Two important developments have facilitated our understanding of medical reasoning and provided insight into diagnostic failure. They came about through the "cognitive revolution" in psychology in the latter part of the past century, where "mental processes" were rediscovered and seen fit for study. The first was an important new way of looking at everyday thinking, termed heuristics and biases (Tversky and Kahneman 1971, 1974). A substantial literature has revealed that much of our thinking is vulnerable to a variety of affective and cognitive biases that exert their influence, particularly under conditions of uncertainty, when we are using heuristics (thinking shortcuts). This is an inherent feature of human reasoning. An example is illustrated in the sidebar.

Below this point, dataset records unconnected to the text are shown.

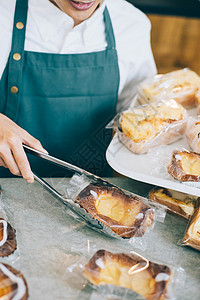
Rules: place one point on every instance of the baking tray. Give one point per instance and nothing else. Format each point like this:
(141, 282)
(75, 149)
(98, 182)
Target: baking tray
(150, 167)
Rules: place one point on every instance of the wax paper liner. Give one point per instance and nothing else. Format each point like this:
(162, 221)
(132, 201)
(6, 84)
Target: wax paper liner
(192, 234)
(74, 275)
(176, 202)
(150, 125)
(79, 183)
(181, 85)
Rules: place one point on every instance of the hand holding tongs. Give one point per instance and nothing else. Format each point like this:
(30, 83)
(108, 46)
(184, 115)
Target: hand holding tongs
(68, 202)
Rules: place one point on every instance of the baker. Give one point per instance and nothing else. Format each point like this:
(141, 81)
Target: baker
(66, 67)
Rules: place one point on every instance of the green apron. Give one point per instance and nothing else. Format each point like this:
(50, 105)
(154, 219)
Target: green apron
(63, 100)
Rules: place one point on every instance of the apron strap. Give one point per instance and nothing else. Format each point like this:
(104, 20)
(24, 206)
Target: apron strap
(16, 59)
(110, 37)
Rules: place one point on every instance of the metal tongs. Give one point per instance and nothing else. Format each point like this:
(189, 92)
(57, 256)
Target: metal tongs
(68, 202)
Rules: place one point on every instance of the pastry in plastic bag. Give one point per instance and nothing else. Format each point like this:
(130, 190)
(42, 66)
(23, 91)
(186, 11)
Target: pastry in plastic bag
(176, 202)
(197, 101)
(12, 284)
(129, 271)
(193, 133)
(8, 242)
(181, 85)
(126, 215)
(152, 125)
(192, 234)
(184, 165)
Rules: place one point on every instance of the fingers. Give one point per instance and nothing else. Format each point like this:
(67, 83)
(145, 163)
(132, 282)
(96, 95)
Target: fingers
(29, 140)
(22, 163)
(8, 160)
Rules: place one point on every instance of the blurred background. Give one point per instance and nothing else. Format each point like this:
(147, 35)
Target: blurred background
(175, 32)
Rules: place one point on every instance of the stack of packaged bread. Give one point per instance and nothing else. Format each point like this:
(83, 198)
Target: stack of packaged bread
(168, 109)
(162, 116)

However, initial efforts to apply the findings of psychologists to medical decision-making did not attract sufficient interest in the broader clinical community; they were viewed as lacking in ecological validity and therefore clinically irrelevant (i.e., experimental studies in the laboratory were too far removed from clinical reality). A turning point came with the publication of a book on clinical reasoning in which two prominent internists showed how psychological findings could be directly applied in the clinical context (Kassirer and Kopelman 1991).
The second development was the emergence (Dawson 1993; Elstein 1976) and progressive refinement (Evans and Frankish 2009) of dual process models of thinking; these held that the multiple varieties of thinking could be organized into two main modes: intuitive decision-making, where we spend most of our time, and analytical thinking, which is used more explicitly for deliberate problem solving. Over 35 years ago, the important distinction between rational and intuitive approaches was well articulated as a statistical-clinical polarization by Elstein (1976) in an article prophetic of modern dual process theory.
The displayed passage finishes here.